Le modalità di soppressione variavano, spesso senza protocolli veterinari rigorosi, causando agli animali inutili sofferenze. Inoltre, non esisteva un vero incentivo all’adozione o alla gestione etica degli animali randagi, portando a una situazione di continua emergenza nei rifugi e nei canili.
Dopo il 1991: il divieto di soppressione e la tutela degli animali
Con l’emanazione della Legge 281/91, l’Italia ha introdotto per la prima volta il principio della tutela degli animali d’affezione e della prevenzione del randagismo. Tra i punti fondamentali della legge, il più rivoluzionario è stato il divieto assoluto di soppressione di cani e gatti sani.
L’articolo 2 della legge stabilisce infatti che “i cani vaganti catturati e i gatti in libertà, qualora non siano reclamati o adottati, devono essere sterilizzati e reinseriti nel loro habitat”.
Le uniche eccezioni in cui è consentita la soppressione riguardano i casi di animali gravemente malati o incurabili, sempre sotto controllo veterinario e con l’obbligo di garantire un’eutanasia priva di sofferenza.
Le conseguenze della Legge 281/91
L’abolizione della soppressione ha portato un cambiamento radicale nella gestione del randagismo in Italia. Tra le principali conseguenze positive troviamo:
- Incremento delle sterilizzazioni: la legge ha promosso campagne di sterilizzazione come metodo etico ed efficace per il controllo della popolazione randagia.

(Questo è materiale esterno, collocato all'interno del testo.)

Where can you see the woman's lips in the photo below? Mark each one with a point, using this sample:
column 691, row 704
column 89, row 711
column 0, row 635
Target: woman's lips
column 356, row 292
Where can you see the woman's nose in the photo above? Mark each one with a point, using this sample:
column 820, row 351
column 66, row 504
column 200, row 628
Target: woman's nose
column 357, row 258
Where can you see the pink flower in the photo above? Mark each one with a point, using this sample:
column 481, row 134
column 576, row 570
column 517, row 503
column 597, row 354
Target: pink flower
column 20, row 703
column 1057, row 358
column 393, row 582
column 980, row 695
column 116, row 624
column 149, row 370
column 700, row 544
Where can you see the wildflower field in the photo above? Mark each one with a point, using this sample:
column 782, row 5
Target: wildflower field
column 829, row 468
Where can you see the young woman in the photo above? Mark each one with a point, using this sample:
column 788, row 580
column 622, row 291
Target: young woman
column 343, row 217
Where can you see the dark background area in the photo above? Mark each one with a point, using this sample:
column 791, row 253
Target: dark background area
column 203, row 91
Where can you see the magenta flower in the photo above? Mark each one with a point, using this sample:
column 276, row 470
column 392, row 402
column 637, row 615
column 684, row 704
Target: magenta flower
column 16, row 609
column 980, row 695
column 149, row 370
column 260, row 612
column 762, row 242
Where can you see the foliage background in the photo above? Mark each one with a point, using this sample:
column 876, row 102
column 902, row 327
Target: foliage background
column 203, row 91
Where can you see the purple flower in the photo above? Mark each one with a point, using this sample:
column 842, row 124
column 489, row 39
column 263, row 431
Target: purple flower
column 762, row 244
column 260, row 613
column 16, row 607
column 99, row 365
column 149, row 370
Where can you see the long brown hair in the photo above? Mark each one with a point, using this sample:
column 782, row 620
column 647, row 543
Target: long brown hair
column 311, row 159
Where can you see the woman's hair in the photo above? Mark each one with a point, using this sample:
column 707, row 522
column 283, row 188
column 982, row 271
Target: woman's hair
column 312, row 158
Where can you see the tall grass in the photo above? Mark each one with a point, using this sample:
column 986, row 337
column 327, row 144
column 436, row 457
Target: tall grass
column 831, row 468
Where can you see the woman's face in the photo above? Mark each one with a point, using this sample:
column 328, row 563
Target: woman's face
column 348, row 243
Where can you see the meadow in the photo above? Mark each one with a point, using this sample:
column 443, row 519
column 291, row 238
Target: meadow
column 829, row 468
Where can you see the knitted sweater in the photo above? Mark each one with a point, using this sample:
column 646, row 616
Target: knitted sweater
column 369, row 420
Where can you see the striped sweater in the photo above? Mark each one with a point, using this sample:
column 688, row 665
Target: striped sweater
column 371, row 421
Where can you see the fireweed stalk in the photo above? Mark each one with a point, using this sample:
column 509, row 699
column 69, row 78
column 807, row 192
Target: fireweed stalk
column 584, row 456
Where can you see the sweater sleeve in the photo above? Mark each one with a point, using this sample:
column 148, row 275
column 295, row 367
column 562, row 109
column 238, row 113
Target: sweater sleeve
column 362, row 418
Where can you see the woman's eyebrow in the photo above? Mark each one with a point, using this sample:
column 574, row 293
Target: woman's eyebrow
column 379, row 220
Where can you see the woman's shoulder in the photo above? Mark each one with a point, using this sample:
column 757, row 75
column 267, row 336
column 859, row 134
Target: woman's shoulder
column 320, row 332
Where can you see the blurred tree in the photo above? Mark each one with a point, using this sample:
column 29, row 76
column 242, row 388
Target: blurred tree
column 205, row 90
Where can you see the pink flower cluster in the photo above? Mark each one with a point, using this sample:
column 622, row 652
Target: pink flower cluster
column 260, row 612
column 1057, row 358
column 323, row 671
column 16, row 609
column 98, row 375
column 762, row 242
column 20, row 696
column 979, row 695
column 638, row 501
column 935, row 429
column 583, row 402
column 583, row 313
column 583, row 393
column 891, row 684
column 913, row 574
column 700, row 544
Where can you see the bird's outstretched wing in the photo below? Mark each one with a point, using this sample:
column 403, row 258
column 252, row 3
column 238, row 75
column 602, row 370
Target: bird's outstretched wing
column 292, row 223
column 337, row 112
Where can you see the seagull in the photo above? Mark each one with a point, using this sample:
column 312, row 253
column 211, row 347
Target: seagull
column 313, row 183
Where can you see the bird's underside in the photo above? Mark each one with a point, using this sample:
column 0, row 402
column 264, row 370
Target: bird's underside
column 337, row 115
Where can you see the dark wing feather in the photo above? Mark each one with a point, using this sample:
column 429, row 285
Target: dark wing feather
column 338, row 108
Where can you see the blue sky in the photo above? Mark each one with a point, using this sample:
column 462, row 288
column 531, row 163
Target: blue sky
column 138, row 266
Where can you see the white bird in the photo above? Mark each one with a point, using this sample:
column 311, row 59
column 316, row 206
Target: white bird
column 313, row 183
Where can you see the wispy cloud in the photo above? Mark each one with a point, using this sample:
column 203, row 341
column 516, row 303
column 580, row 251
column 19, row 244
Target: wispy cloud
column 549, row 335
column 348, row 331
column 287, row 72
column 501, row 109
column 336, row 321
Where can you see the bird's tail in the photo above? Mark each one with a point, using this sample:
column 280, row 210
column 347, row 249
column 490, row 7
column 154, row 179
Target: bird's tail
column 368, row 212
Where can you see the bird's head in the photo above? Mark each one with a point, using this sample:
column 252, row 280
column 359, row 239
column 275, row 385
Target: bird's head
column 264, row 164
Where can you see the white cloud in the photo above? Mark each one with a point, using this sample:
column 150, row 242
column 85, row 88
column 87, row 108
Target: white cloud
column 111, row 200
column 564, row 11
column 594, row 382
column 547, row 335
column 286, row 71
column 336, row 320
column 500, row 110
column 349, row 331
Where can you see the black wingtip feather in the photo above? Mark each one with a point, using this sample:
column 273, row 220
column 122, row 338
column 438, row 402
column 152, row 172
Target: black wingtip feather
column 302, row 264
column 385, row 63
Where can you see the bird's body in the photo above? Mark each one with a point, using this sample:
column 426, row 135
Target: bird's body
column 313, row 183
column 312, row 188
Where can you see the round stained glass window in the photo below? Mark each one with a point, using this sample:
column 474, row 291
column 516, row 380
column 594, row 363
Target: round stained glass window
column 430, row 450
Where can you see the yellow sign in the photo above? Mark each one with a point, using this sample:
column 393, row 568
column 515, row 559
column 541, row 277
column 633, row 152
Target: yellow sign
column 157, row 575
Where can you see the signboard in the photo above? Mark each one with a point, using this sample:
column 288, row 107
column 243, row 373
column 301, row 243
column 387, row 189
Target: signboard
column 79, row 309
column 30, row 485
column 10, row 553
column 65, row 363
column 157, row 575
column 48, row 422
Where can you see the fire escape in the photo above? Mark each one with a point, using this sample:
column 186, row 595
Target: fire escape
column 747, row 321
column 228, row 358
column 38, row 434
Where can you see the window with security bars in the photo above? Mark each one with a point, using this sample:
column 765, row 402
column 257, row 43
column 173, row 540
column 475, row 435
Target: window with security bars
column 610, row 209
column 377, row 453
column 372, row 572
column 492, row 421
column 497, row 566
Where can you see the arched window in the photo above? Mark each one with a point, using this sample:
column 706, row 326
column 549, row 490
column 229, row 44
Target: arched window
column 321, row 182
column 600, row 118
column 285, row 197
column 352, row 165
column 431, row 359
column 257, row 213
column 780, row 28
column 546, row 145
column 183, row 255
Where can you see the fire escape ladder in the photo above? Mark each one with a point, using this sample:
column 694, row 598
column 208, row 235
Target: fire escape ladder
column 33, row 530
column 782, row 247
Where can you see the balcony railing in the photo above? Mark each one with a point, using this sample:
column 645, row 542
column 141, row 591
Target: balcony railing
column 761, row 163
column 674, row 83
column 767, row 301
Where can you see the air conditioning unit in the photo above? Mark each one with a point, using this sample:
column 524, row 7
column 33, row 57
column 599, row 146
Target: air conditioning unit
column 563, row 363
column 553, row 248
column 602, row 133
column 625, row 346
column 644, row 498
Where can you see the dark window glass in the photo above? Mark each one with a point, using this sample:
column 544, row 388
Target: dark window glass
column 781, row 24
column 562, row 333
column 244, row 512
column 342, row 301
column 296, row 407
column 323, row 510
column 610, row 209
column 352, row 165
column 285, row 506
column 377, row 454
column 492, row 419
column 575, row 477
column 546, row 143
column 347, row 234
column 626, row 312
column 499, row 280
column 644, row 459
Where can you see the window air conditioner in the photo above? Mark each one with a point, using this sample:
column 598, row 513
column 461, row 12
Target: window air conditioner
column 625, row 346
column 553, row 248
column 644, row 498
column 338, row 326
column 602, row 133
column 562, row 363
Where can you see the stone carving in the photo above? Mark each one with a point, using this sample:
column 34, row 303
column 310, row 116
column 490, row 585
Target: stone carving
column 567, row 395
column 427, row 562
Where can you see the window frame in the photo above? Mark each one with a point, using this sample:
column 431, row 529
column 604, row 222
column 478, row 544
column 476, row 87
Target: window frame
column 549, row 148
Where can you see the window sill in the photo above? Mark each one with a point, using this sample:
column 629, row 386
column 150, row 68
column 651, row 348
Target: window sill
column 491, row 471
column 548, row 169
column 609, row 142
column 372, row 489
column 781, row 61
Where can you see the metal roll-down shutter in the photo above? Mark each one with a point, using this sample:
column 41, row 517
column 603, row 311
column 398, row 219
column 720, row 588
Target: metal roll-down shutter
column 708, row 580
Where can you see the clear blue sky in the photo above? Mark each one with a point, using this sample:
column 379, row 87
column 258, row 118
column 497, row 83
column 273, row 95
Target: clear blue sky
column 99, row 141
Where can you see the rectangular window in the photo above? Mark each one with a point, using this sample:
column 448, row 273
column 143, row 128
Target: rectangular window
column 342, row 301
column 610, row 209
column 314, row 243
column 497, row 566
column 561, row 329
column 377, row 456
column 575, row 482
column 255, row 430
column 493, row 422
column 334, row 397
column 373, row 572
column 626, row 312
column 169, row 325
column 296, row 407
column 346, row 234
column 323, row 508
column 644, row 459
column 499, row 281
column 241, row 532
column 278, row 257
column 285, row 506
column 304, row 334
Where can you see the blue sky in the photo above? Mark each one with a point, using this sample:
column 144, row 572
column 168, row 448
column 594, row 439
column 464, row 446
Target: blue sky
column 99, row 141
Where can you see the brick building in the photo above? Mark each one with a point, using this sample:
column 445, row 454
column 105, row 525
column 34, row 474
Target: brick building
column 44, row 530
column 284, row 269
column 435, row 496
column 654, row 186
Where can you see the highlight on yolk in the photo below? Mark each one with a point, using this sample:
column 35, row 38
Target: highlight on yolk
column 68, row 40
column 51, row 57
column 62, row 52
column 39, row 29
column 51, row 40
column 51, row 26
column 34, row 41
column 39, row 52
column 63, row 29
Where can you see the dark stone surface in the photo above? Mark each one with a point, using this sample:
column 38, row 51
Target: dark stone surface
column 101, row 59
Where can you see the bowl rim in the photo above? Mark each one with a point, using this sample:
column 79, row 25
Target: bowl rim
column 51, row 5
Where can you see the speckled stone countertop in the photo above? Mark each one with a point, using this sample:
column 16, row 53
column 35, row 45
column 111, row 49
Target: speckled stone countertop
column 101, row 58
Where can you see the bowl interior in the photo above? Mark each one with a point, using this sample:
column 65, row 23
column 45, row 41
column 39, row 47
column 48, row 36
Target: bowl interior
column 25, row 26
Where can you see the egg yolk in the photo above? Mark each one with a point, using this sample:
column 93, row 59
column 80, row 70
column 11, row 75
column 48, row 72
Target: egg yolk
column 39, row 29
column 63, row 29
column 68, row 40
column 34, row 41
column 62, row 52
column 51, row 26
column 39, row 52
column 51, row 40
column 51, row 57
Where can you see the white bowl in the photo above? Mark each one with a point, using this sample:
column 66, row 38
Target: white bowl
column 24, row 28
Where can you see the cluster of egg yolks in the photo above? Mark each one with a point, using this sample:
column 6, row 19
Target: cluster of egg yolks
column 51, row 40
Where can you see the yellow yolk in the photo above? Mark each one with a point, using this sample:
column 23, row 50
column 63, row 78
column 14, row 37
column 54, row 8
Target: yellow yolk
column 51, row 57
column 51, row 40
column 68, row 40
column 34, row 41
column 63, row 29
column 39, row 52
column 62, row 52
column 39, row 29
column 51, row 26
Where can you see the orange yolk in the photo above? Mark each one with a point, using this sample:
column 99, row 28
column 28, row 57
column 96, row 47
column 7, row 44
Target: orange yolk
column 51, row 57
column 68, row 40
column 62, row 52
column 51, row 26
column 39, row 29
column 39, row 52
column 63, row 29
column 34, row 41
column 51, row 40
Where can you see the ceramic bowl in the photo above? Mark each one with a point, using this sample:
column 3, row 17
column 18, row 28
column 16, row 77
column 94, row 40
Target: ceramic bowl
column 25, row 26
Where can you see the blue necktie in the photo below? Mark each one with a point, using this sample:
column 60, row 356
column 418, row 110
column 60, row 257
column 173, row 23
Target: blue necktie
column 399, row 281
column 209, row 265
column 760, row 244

- Maggior tutela nei canili: i rifugi per animali non sono più luoghi di passaggio per l’eutanasia, ma – nelle intenzioni del legislatore e nei casi più virtuosi – strutture destinate al recupero e all’adozione.
- Responsabilizzazione delle amministrazioni locali: i Comuni hanno l’obbligo di occuparsi dei cani e dei gatti randagi, prevedendo cure e soluzioni alternative alla soppressione.
Tuttavia, l’applicazione della legge presenta ancora alcune criticità. Molti canili sono sovraffollati, e la mancanza di risorse economiche e di politiche adeguate spesso porta a condizioni di vita precarie per gli animali ospitati, soprattutto nel caso di canili gestiti da privati che lucrano sul numero degli animali custoditi nella struttura.
Il passaggio dalla soppressione alla tutela di cani e gatti ha segnato una svolta nella cultura italiana verso il rispetto e la protezione degli animali. La Legge 281/91 ha salvato migliaia di vite e ha imposto un nuovo modello di gestione del randagismo, basato su sterilizzazione, adozione e rispetto della vita animale. LNDC Animal Protection continua a battersi affinché questa normativa venga applicata in modo efficace in tutto il territorio nazionale, promuovendo politiche di sensibilizzazione e garantendo un futuro più sicuro per tutti gli animali.